Behind Kiwit stood a bourgeois dresser with such crystal-clear glass that it looked as if it were cleaned three times a day. Szacki caught his own reflection and adjusted his slightly crooked tie.
“Well, quite, it was a bad injury of course. It was slippery, and I was walking—”
“Of course. I heard you. OK, you refuse to tell the truth. Your public responsibility doesn’t appeal to you. Now please listen to the consequences. I will find the people who did this to you. Sooner or later. These people have more on their conscience than just your ear . . .” A shadow of fear crossed Kiwit’s face, identical to the one Szacki had seen the day before in the eyes of the wife-beater from Równa Street.
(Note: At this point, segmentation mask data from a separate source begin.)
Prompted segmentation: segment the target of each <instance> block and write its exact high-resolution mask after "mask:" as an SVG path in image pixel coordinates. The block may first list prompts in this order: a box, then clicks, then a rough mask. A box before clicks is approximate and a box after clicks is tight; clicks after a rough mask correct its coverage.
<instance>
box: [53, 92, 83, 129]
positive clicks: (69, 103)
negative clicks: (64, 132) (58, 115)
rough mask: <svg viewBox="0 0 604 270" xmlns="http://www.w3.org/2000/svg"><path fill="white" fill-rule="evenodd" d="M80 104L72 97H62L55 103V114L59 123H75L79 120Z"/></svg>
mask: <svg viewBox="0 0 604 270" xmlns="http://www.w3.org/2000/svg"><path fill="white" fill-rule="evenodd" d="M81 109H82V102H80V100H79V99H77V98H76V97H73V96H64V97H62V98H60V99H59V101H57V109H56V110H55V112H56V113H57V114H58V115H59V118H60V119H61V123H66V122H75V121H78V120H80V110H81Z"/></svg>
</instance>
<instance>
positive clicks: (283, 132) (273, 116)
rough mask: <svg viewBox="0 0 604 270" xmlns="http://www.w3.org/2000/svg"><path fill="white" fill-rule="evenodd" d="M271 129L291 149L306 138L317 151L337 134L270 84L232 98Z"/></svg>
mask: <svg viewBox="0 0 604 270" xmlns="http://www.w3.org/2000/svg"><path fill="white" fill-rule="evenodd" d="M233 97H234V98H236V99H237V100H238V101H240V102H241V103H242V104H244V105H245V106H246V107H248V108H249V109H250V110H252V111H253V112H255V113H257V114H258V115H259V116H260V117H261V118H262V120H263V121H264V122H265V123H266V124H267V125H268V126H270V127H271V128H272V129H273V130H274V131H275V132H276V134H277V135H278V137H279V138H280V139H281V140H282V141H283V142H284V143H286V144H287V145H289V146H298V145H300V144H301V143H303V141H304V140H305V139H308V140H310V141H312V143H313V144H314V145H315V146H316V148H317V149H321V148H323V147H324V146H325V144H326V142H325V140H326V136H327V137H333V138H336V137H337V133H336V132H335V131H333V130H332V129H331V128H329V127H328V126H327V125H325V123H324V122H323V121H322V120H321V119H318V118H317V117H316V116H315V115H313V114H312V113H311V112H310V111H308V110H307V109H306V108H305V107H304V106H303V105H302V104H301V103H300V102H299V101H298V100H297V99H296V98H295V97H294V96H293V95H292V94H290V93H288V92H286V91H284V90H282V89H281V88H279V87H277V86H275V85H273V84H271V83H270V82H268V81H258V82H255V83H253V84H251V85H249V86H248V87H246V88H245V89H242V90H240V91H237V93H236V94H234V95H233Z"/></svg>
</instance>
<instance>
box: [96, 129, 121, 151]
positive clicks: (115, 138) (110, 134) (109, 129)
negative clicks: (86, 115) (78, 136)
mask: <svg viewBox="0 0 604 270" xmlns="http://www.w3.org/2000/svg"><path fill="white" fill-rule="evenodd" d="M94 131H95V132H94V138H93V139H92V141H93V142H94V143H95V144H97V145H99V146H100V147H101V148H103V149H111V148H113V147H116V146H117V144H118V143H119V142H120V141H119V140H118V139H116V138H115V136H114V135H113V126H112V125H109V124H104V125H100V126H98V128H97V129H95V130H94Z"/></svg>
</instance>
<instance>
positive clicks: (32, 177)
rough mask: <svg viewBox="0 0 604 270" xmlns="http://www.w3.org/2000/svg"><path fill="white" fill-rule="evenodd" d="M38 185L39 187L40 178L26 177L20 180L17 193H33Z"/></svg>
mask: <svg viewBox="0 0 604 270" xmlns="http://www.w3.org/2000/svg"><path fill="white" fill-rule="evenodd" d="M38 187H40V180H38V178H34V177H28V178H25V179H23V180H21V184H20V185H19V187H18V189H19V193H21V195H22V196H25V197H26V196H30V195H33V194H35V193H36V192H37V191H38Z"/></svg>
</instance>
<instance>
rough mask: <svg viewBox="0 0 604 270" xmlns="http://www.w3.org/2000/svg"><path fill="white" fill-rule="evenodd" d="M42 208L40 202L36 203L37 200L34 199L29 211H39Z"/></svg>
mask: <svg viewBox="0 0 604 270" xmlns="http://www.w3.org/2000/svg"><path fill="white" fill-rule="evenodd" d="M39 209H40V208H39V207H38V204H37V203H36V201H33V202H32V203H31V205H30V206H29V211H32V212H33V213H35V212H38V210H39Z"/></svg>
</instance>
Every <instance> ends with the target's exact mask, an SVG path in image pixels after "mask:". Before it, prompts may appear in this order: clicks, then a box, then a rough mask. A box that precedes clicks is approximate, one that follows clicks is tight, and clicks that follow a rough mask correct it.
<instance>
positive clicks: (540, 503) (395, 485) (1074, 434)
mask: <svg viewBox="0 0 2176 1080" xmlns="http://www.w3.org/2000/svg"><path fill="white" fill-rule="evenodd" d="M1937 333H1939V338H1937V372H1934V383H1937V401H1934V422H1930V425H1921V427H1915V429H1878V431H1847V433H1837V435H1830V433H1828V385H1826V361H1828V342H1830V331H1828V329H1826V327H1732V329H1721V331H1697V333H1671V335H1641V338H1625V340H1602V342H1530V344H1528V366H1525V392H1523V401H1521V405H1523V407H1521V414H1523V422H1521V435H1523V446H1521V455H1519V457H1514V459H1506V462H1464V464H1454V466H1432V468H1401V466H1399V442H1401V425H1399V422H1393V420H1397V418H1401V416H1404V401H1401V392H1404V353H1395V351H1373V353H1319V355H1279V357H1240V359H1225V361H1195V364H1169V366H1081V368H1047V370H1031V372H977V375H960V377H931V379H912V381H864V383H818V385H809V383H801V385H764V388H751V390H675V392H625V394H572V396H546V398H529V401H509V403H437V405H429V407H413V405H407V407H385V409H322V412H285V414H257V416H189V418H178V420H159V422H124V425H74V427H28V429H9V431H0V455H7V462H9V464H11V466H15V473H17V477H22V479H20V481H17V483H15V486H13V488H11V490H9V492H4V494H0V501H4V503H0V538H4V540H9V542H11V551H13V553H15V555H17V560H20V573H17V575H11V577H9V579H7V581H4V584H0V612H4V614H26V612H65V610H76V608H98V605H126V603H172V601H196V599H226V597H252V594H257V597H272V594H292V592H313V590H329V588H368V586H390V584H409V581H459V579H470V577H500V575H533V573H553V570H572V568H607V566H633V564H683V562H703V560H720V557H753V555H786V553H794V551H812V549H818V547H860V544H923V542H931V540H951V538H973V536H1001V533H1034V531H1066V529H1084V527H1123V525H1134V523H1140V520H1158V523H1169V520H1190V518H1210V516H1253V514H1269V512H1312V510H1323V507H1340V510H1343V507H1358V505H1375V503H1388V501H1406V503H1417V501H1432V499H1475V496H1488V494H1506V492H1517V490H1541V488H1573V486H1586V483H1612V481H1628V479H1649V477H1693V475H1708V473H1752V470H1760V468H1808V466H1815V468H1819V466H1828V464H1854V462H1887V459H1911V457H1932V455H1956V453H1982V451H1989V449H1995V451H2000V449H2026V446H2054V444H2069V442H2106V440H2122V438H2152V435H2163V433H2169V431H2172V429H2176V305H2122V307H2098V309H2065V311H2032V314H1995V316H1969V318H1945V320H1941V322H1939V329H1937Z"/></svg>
“So it’s going to be a major case, highly publicized, with long sentences. In this sort of investigation there’s always some collateral damage along the way. I promise you’ll be part of the fallout. You’ll be officially involved in the case, within the range of interest of the law enforcement agencies, and I will have you charged with withholding information about a crime, and there will be several lesser charges too. It will probably end in a suspended sentence, but you know what it’s like if you have a conviction. The bank withdraws its loans, the tax office takes an interest, and clients head for the hills. In less than a year, you’ll have no company, no prospects, and maybe no family. You’ll be in debt, and you’ll be throwing heart medication down your throat by the handful. Maybe at that point you’ll think it couldn’t possibly get any worse. But you’ll be wrong. Because that’s when I’ll really crank it up. Do you ever read the papers? Ever read about the civil servants who can destroy a man and get away with it, have you?”